New York is a city of mysteries, where great things are hidden in plain sight.
Like speakeasies. Or a secret BBQ joint in a church.
Only open weekends, Holy Ground is a pop-up BBQ joint that shares a yard with a church.
It's something you’ll want to make room for as soon as possible, and we talked to the pitmaster about how it came to be.
Franco V (6 images)
InsideHook: What’s the deal with Holy Ground?
Franco V: For now, Holy Ground is a pop-up. We’re in a yard that’s part of a church on North 15th between Nassau and Norman in Williamsburg. We’re only open on weekends: Saturday and Sunday from 1 pm until we sell out. We may add Friday nights as well. It’s actually funny, the name Holy Ground is what we were planning on calling the restaurant way before this pop-up was even an idea. The area of Tribeca where we’ll be opening the brick ‘n’ mortar restaurant in the fall was once land owned by the Trinity Church, but at one point in the 1700s it was overrun by casinos and brothels and as a tongue-in-cheek thing people called it the Holy Ground. So when the possibility of doing a pop-up in a church came about, it just made too much sense.
IH: Brick ‘n’ mortar?
FV: Yep. It will be the inversion of what we’re doing now, in the way that this is kind of traditional backyard BBQ. The restaurant is going to be a totally different vibe. Being born and raised in New York City, I’m not really tied to any of the traditional regional roots of BBQ, so my partners (Nathan Lithgow and Matt Abramcyk) and I want to put a NY spin on it. It’s to be an old-school NY steakhouse/speakeasy atmosphere, but for serving smoked proteins. We almost don’t even want to call it barbecue cause we feel like that pigeonholes us. This isn’t going to be a place that you walk up to a counter and meat is dropped onto your tray.

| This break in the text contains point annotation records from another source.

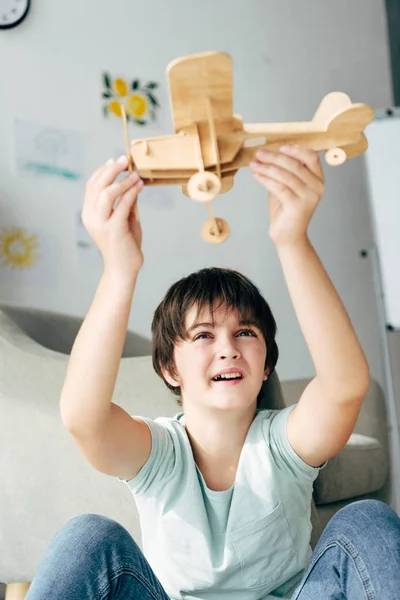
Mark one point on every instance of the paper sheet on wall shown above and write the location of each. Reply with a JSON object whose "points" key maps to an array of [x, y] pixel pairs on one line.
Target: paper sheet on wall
{"points": [[48, 151]]}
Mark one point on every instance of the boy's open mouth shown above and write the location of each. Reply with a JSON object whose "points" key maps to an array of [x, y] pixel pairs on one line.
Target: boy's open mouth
{"points": [[234, 376]]}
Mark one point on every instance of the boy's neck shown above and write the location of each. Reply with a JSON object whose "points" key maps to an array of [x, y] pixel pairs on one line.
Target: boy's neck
{"points": [[217, 439]]}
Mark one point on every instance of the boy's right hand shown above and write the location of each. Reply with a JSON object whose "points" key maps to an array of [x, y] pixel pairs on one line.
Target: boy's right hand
{"points": [[115, 231]]}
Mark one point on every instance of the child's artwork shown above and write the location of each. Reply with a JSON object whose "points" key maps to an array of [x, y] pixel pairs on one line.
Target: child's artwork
{"points": [[18, 249], [140, 101], [25, 256], [48, 151]]}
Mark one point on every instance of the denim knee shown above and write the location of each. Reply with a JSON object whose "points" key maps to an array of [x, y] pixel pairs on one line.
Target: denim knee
{"points": [[92, 531], [358, 516]]}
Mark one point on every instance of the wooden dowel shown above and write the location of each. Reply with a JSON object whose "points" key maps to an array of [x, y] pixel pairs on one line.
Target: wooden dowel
{"points": [[217, 231], [131, 164]]}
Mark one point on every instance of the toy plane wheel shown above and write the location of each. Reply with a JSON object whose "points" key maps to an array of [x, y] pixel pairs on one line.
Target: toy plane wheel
{"points": [[204, 186], [335, 157], [211, 236]]}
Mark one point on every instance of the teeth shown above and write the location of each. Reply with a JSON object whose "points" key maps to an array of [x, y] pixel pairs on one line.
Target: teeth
{"points": [[228, 376]]}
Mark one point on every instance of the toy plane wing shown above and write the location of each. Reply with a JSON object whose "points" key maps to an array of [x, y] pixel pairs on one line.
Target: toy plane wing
{"points": [[198, 84]]}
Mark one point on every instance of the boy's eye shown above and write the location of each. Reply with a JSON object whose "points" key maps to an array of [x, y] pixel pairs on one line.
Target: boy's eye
{"points": [[247, 332], [202, 336]]}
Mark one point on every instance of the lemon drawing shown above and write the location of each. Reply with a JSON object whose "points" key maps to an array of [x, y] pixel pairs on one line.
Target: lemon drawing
{"points": [[139, 100], [17, 248], [137, 106], [115, 107]]}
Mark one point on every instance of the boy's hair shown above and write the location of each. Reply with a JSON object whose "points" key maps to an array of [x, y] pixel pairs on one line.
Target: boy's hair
{"points": [[211, 289]]}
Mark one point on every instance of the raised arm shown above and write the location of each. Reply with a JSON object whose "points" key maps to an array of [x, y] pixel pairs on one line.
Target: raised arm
{"points": [[111, 440], [320, 425]]}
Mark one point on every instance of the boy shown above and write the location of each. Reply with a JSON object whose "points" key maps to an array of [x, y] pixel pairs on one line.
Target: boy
{"points": [[223, 490]]}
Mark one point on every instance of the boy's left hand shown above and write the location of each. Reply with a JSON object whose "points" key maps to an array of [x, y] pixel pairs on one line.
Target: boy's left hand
{"points": [[295, 181]]}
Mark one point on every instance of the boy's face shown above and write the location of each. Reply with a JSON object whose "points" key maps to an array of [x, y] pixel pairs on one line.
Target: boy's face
{"points": [[221, 364]]}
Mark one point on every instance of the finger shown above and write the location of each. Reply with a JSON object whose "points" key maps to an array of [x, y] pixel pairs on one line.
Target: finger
{"points": [[110, 195], [281, 175], [307, 157], [281, 191], [124, 208], [293, 165], [100, 170], [111, 170]]}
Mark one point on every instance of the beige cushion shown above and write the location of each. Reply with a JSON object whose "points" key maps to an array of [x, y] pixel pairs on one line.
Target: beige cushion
{"points": [[360, 468]]}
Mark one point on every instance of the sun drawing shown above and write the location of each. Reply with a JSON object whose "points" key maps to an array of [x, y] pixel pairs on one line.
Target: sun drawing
{"points": [[17, 248], [139, 100]]}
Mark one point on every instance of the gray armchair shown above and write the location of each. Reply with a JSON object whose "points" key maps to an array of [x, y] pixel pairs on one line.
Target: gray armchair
{"points": [[46, 481]]}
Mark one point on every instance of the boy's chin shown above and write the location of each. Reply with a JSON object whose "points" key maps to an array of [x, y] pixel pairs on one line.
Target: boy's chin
{"points": [[232, 401]]}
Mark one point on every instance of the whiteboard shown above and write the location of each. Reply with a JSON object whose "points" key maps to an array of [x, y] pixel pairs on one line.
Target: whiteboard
{"points": [[383, 172]]}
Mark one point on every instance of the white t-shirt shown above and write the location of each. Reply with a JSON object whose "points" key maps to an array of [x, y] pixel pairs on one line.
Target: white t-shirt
{"points": [[247, 543]]}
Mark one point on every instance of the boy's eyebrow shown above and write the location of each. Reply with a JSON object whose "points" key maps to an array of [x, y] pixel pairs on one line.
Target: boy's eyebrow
{"points": [[197, 325], [241, 323]]}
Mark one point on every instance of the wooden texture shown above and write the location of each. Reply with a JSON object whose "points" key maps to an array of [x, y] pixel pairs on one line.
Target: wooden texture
{"points": [[209, 138]]}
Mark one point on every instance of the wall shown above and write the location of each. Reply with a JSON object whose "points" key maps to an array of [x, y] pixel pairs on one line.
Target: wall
{"points": [[287, 56]]}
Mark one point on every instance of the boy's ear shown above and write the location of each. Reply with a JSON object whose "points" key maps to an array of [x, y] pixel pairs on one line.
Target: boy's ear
{"points": [[175, 382]]}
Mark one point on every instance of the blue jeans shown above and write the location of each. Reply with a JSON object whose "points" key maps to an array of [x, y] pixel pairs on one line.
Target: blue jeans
{"points": [[94, 558]]}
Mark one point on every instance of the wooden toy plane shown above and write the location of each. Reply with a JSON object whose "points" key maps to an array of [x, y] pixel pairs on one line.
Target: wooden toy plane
{"points": [[210, 143]]}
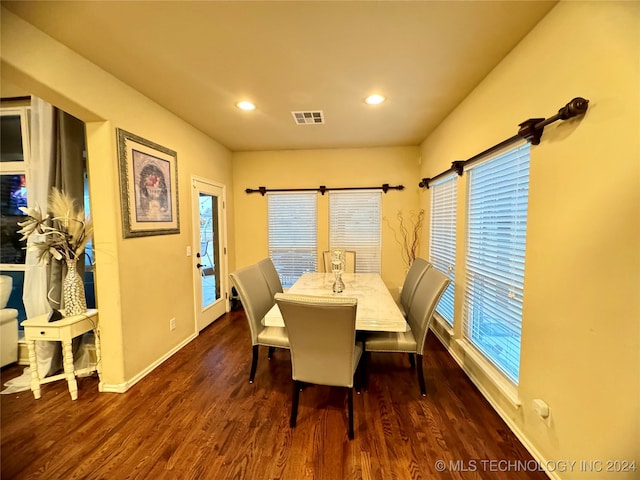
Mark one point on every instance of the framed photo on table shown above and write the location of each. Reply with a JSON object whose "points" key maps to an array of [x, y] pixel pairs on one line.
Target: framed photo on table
{"points": [[148, 187]]}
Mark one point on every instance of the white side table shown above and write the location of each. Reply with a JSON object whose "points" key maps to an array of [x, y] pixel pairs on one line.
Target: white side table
{"points": [[64, 330]]}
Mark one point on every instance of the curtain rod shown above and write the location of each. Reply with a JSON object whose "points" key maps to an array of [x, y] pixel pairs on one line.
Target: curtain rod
{"points": [[531, 130], [322, 189]]}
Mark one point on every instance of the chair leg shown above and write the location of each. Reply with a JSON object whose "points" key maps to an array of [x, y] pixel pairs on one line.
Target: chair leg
{"points": [[366, 356], [294, 404], [412, 360], [423, 389], [254, 363], [350, 406]]}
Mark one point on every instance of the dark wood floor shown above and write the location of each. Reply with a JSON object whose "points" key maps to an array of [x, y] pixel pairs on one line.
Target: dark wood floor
{"points": [[197, 417]]}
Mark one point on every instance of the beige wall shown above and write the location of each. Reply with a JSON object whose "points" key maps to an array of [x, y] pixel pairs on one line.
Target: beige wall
{"points": [[141, 282], [580, 337], [365, 167]]}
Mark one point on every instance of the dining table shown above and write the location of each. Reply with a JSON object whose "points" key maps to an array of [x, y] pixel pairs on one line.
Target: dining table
{"points": [[377, 311]]}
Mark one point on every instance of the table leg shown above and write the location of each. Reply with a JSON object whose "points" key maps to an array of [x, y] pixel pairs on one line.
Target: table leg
{"points": [[33, 366], [67, 361], [96, 336]]}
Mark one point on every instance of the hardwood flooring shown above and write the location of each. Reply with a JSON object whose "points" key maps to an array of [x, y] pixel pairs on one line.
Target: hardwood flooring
{"points": [[197, 417]]}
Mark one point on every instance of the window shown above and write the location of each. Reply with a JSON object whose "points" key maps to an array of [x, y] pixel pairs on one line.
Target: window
{"points": [[497, 222], [355, 224], [442, 247], [14, 165], [293, 234]]}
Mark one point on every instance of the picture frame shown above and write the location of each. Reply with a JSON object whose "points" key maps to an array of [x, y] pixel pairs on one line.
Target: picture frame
{"points": [[148, 187]]}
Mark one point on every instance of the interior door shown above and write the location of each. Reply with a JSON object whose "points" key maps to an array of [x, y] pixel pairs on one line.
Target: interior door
{"points": [[210, 247]]}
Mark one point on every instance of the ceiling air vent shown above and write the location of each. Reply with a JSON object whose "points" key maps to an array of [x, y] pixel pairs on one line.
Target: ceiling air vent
{"points": [[309, 118]]}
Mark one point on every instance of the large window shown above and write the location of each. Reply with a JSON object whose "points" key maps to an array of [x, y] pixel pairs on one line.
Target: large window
{"points": [[355, 224], [497, 224], [14, 167], [293, 234], [442, 247]]}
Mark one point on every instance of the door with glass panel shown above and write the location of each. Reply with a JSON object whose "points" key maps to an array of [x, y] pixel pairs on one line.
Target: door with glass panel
{"points": [[209, 251]]}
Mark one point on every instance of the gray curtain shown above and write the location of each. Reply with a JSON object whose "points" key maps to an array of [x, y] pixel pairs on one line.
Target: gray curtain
{"points": [[66, 174]]}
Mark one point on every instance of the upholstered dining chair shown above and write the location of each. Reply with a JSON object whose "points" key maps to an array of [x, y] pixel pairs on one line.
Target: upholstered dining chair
{"points": [[256, 299], [417, 269], [428, 292], [349, 260], [270, 273], [322, 333]]}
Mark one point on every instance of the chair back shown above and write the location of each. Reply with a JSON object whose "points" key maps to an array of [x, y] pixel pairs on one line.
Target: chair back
{"points": [[255, 296], [270, 273], [322, 335], [349, 260], [417, 269], [427, 295]]}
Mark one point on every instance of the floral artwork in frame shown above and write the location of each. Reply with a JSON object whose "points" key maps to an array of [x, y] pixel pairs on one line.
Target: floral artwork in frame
{"points": [[148, 187]]}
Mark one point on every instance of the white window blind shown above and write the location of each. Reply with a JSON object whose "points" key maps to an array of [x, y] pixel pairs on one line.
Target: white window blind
{"points": [[497, 226], [355, 224], [442, 247], [293, 234]]}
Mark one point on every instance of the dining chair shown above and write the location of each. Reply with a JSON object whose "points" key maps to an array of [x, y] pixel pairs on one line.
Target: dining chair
{"points": [[256, 299], [322, 333], [349, 260], [428, 292], [270, 273], [417, 269]]}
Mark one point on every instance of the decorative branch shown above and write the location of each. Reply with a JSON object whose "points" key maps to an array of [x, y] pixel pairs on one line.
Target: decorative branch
{"points": [[408, 234]]}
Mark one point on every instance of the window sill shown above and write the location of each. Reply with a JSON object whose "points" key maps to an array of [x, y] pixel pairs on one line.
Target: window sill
{"points": [[508, 390]]}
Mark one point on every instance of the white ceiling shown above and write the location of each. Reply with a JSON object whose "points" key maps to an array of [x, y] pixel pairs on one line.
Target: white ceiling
{"points": [[198, 58]]}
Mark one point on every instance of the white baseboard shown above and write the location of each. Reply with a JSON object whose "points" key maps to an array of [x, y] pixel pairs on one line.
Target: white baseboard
{"points": [[535, 453], [123, 387]]}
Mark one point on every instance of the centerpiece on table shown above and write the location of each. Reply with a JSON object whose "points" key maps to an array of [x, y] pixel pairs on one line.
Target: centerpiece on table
{"points": [[337, 266], [63, 236]]}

IH: How’d you get in this game?
FV: As a born and raised New Yorker, it doesn’t make a whole lot of sense that I would become a pitmaster, but a little over 10 years ago my parents got a house Upstate and my older brother bought a smoker. I became obsessed with it. I immediately started developing my own dry rub and sauce. The recipes have been modified many hundreds of times over the years, but what I started back then is the basis for what I use now. I love the process, I love the community element, I love the outdoor element, I love the pride people take in it. It's an art form, it's fun and it's something you can do with friends — and it tastes so good!”
IH: Aside from your own, the best damn BBQ in the city is ...
FV: Hmmm … Probably Hometown.
IH: The one BBQ tool you couldn't live without ...
IH: The one spice you couldn't live without ...
FV: Chili powder, I pretty much use it in everything.
IH: What's something most people jack up when they’re making BBQ?
FV: Every piece of meat is different, even if it’s the same cut. Therefore, you can’t rely on time. One 8-lb. pork shoulder can take 10 hours, another 8-lb. pork shoulder that looks identical can take 12 hours.”
IH: Five pro-tips for getting the job done right.
FV: Keep a consistent temperature on the smoker. Spritz the meat with something like apple cider vinegar every 30 or 45 minutes, it keeps the bark from getting too hard and inedible. Constantly monitor the temperature of the meat. Save the drippings from fattier cuts like brisket and pork shoulder. I put a tray underneath the meat with a little water so the drippings don’t burn and then you can use them to rest the meat in, make a dressing or do any number of fun things with. And always let the meat rest for at least 30 minutes before serving.
Find them in the churchyard at North 15th between Nassau and Norman in Williamsburg.